Language and labels can also reinforce assumptions and predetermine the type of experience a person is going to have. There are numerous examples of language which suggests being ‘done to’, as well as the removal of choice and implications of inferiority. It’s important to acknowledge that significant numbers of people have had negative experiences of physical activity, so it’s crucial to use language that acknowledges and celebrates differences and demonstrates the positive outcomes that can be gained from increasing activity levels.

Positive descriptions
Words associated with physical activity, often imply that something is to be strived for: ‘weight loss’ or ‘muscle gain’, for example. Or presented as something you work hard at – ‘go for the burn’ and even the term ‘workout’. Many find these terms alienating, while positive words such as belonging, fun, energising and confidence can resonate.

Beware of using ableist language: “sit less, move more” could be replaced with inclusive language such as “be active, your way.”

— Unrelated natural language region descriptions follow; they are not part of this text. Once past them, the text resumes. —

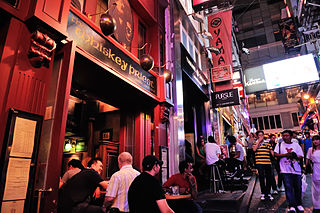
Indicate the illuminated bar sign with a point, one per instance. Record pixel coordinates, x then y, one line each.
225 98
99 47
199 5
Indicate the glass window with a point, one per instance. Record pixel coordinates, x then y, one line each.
295 119
255 122
272 123
142 39
191 51
260 121
278 121
102 6
292 95
266 122
184 38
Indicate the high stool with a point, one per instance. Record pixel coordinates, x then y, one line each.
215 178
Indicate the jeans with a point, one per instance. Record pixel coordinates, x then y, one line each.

It’s also important to acknowledge physical activity is not appropriate for everyone. Mental Health charity, Mind, says exercise can aggravate some mental health conditions: in some people it can trigger anxiety, lead to overtraining or be weaponised as part of an eating disorder or obsessive-compulsive disorder. For this reason, using phrases such as ‘exercise is the best medicine’ are not appropriate.

Going forward, we need to adapt our use of language and communication to ensure we’re demonstrating the full power sport and physical activity can have to change lives and be relevant to everyone, whatever their ability. We can’t adopt language from a medical model and then expect people to develop long-term physical activity habits away from a clinical setting.

We need to choose language which supports people in developing positive associations with physical activity and which demonstrates that opportunities exist outside of labels, diagnoses, short-term projects, programmes and self-punishment.